The Flag value description is as follows:

ValueDescription
0EMPTY, empty bitmap, the following data part is empty, the whole serialization result is only one byte
1SINGLE32, there is only one 32-bit unsigned integer value in the bitmap, and the next 4 bytes represent the 32-bit unsigned integer value
2BITMAP32, 32-bit bitmap corresponds to the type org.roaringbitmap.RoaringBitmap in java. The type is roaring::Roaring in C++, and the following data is the structure after the sequence of roaring::Roaring.
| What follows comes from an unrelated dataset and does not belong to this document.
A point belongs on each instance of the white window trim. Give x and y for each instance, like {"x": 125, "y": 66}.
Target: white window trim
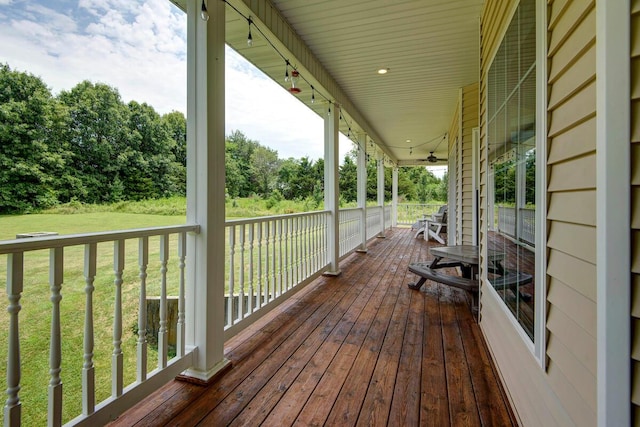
{"x": 613, "y": 124}
{"x": 538, "y": 346}
{"x": 540, "y": 321}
You can use org in java. .roaringbitmap.RoaringBitmap or roaring::Roaring in c++ directly deserialize
3SINGLE64, there is only one 64-bit unsigned integer value in the bitmap, and the next 8 bytes represent the 64-bit unsigned integer value
4BITMAP64, 64-bit bitmap corresponds to org.roaringbitmap.RoaringBitmap in java; Roaring64Map in doris in c++. The data structure is the same as the result in the roaring library, but the serialization and deserialization methods It is different, there will be 1-8 bytes of variable-length encoding uint64 in the bitmap representation of the size. The following data is a series of multiple high-order representations of 4 bytes and 32-bit roaring bitmap serialized data repeated
5SET, When the number of values in the bitmap is greater than one and less than 32, the BitmapValue actually uses a hash set to store the values. The data structure: A uint8_t of one byte represents the number of values, followed by the values themselves (8 bytes each, uint64_t). |

C++ serialization and deserialization examples are in the BitmapValue::write() method in be/src/util/bitmap_value.h and the Java examples are in the serialize() deserialize() method in fe/fe-common/src/main/java/org/apache/doris/common/io/BitmapValue.java.

HLL format description

Serialized data in HLL format is implemented in Doris itself. Similar to the Bitmap type, the HLL format is composed of a 1-byte flag followed by multiple bytes of data. The meaning of the flag is as follows

ValueDescription
0HLL_DATA_EMPTY, empty HLL, the following data part is empty, the entire serialization result is only one byte
1HLL_DATA_EXPLICIT, the next byte is explicit The number of data blocks, followed by multiple data blocks, each data block is composed of 8 bytes in length and data,
2HLL_DATA_SPARSE, only non-zero values are stored, the next 4 bytes indicate the number of registers, and there are multiple register structures in the back. Each register is composed of the index of the first 2 bytes and the value of 1 byte
3HLL_DATA_FULL, which means that all 16 * 1024 registers have values, followed by 16 * 1024 bytes of value data

C++ serialization and deserialization examples are in the serialize() deserialize() method of be/src/olap/hll.h, and the Java examples are in the serialize() deserialize() method in fe/fe-common/src/main/java/org/apache/doris/common/io/hll.java.